As can be seen above, there seems to be no correlation with the profitable pipelines using, on average, a higher ROE. In fact, in most years, the unprofitable pipelines, on average, use a higher ROE. So it does not appear that the pipelines are strategically increasing their ROE to shield increasing revenue.


Consultants May Be a Critical Factor


The shippers alleged that, in 2018, the pipelines began to use other methods for calculating the allowed ROE and that those methods drove up the rates in 2018. While it is difficult to confirm that allegation, the increase in the average rate for these 24 pipelines appears to be primarily driven by the fact, as shown below, that 10 of the 24 pipelines in this group moved in lockstep with each other from a rate of 12.22% for 2017 to 16.19% for 2018, an almost 400 basis point increase.

There does not appear to be a common owner for the ten pipelines, and the owners include major players such as BP, Kinder Morgan, Enterprise Products and Energy Transfer. So it is possible, as alleged by the shippers, that all ten pipelines are using the same consultant and are creatively using the new methodologies to drive the ROE rate up. But it is also possible that the companies simply used the same proxy group and the old methodology to generate the ROE they reported. If those ten pipelines are excluded from the average calculation for 2018, the average rate for the other 14 pipelines is only 12.33%. This is clearly an uptick from the average over the prior few years, but nothing as drastic as the almost 400 basis point increase for the ten pipelines that moved in lockstep.


If, in next year’s report these ten pipelines continue to use an ROE rate substantially higher than the rest of the industry, they are likely to be the targets of complaints by shippers if they are substantially over-earning after adjusting the ROE rate to one closer to the average for the rest of the industry.

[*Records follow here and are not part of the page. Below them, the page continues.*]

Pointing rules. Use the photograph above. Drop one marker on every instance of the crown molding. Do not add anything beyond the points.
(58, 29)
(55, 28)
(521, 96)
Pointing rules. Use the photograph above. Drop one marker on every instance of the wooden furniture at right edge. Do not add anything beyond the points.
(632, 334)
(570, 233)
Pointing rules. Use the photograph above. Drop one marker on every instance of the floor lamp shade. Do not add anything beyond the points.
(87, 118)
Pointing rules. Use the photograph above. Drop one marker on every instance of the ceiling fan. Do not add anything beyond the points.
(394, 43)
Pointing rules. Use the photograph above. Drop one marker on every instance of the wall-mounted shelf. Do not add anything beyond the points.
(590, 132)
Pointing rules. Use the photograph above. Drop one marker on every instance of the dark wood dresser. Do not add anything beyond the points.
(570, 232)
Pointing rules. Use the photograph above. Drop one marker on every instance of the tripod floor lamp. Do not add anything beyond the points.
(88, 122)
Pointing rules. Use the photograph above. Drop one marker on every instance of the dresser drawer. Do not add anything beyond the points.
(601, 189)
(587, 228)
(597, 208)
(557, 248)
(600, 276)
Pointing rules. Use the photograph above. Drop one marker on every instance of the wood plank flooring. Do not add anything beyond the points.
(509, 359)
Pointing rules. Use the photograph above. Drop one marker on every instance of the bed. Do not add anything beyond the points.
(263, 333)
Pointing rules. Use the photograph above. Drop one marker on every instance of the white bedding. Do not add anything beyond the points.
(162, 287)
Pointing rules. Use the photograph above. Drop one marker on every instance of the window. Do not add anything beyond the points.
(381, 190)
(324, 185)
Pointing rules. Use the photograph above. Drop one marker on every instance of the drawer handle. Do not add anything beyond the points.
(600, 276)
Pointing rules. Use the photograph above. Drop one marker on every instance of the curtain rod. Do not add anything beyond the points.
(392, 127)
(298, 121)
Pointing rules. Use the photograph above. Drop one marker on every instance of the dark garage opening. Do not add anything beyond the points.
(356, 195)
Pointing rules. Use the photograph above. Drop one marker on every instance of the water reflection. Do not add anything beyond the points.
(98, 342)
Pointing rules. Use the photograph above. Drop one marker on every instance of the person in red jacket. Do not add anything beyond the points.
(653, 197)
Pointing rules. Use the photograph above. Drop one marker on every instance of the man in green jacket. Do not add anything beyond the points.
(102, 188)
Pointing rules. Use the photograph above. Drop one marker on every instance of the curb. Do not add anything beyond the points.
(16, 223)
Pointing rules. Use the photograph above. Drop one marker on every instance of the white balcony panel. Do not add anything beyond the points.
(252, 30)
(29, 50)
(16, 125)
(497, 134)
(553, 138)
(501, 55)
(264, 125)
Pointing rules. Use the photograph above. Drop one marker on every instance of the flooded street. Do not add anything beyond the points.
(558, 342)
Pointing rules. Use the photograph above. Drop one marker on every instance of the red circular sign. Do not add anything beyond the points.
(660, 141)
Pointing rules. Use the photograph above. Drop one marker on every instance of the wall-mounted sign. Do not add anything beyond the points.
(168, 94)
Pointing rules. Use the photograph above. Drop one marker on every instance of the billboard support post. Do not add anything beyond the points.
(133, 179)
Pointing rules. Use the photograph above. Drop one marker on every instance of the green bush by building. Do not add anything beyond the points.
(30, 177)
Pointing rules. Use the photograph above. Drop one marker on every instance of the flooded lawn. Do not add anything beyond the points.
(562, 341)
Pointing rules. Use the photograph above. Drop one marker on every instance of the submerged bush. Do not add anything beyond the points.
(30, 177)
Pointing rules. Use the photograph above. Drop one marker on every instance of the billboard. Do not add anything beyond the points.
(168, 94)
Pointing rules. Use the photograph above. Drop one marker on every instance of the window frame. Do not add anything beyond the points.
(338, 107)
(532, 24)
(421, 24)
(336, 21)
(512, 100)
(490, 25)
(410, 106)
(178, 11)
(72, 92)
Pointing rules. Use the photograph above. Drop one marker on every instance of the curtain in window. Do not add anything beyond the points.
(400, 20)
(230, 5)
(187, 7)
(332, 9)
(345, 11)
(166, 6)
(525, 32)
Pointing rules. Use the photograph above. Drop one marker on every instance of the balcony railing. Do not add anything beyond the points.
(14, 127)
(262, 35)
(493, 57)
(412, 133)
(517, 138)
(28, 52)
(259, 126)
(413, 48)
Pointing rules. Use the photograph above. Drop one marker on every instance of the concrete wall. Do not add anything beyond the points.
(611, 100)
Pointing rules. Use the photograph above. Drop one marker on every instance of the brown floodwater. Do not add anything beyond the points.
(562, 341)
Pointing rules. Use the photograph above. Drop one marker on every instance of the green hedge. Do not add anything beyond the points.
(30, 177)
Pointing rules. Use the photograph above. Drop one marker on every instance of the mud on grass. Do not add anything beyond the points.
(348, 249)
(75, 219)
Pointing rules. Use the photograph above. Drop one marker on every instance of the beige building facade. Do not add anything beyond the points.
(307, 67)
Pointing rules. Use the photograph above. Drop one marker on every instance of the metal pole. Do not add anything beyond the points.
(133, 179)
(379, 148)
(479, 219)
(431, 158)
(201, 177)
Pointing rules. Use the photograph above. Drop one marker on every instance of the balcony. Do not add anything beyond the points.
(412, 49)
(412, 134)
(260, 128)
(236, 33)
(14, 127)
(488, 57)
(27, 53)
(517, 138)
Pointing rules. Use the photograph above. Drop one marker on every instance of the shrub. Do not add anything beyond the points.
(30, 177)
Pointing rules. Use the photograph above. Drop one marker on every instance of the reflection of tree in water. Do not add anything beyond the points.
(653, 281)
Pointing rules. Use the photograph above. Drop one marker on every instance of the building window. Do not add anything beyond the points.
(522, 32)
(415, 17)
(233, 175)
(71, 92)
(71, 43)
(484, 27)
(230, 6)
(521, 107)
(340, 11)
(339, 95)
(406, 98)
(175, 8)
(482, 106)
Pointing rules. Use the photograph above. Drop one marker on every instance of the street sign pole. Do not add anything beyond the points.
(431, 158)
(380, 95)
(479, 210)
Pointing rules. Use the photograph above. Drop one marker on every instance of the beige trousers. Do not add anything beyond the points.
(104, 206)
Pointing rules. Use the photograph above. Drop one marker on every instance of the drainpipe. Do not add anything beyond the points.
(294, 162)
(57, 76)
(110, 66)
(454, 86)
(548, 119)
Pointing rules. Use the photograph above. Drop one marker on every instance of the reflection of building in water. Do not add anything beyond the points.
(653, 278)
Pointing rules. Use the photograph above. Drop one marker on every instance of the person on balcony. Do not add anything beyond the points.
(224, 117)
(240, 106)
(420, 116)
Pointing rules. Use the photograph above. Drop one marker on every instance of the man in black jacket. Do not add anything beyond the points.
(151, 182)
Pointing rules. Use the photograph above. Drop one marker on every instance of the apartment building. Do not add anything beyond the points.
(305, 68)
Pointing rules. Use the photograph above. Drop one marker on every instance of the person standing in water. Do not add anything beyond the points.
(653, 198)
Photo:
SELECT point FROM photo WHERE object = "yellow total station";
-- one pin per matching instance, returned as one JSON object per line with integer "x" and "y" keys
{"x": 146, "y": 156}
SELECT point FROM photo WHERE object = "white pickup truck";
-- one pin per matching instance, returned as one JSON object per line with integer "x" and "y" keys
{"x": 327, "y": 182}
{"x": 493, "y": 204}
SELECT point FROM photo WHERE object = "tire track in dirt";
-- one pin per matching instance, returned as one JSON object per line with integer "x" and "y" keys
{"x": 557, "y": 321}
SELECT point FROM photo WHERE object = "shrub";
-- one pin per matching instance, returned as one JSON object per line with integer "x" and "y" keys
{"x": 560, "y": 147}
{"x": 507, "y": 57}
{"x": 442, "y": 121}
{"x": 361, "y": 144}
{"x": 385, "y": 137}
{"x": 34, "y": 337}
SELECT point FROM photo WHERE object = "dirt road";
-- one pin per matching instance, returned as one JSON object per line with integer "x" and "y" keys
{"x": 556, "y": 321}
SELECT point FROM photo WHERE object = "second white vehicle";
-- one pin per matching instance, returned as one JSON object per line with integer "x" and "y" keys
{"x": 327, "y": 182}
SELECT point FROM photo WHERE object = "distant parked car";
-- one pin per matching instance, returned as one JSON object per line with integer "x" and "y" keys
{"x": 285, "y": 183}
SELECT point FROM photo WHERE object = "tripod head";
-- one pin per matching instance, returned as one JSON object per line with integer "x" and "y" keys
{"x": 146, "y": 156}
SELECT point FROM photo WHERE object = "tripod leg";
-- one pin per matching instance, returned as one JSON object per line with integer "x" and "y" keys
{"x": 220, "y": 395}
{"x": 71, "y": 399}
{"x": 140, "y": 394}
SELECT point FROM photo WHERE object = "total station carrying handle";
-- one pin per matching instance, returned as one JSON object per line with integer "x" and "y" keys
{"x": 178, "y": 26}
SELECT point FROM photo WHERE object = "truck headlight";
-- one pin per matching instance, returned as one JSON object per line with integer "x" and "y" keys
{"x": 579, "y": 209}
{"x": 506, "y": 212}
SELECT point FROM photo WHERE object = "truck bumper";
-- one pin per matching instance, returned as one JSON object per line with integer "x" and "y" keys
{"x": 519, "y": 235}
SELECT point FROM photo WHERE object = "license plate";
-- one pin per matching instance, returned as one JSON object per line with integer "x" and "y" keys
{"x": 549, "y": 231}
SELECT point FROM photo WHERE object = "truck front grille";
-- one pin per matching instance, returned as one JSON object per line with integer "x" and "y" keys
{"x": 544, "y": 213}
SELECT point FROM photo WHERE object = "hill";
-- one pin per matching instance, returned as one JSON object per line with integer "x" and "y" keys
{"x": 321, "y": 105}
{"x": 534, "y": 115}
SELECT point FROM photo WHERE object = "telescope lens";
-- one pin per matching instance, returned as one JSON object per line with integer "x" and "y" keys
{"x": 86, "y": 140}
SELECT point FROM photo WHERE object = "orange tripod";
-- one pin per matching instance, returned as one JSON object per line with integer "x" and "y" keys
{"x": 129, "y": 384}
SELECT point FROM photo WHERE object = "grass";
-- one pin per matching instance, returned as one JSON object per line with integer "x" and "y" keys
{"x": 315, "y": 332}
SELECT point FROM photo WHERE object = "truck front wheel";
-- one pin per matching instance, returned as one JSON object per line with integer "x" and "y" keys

The benefit of using a higher ROE is best demonstrated by looking at the report of Sunoco Pipeline. As reported on its Page 700, its total cost of service for 2018 was $623,416,565 and its total interstate operating earnings was $634,592,811, which means it was over-earning by just 1.8%. If instead of the 16.19% ROE it used to calculate that cost of service, it used the 12.22% it reported in 2017, which is consistent with the average of 12.33% used by the 14 other pipelines for 2018, the total cost of service would have decreased by almost $70 million and its over-earnings would have jumped from the 1.8% reported to 14.5%. This result is near the 15% threshold that FERC has in the past proposed for determining whether it should launch an investigation into a pipeline’s rates. In addition, as we discussed in Back on the Radar -- Colonial and BridgeTex Rate Cases Move Forward , FERC allowed complaints against Colonial Pipeline based on adjustments to its Page 700 even though Colonial was over-earning by only 2.5%. That rate proceeding against Colonial continues to this day, with FERC issuing an order earlier this week consolidating that case with a recent one filed by Pilot Travel Centers. Clearly, avoiding a much higher over-earning percentage helps reduce the risk of a complaint by shippers.


The number of companies moving in lockstep with regard to their ROE has also increased over the last few years. In 2013, there were only four in this group; that increased to six in 2014, seven in 2015 and the full ten by 2016. However until 2018, the ROE used by this group was fairly consistent with the average used by the industry as a whole. Only in 2018 did this group’s ROE rate jump much more than the industry as a whole. Whether the shippers or FERC take note of this change will most likely depend on whether the trend continues in 2019 with respect to both the number of companies moving in lockstep and whether the rate they report is substantially higher than the rest of the industry.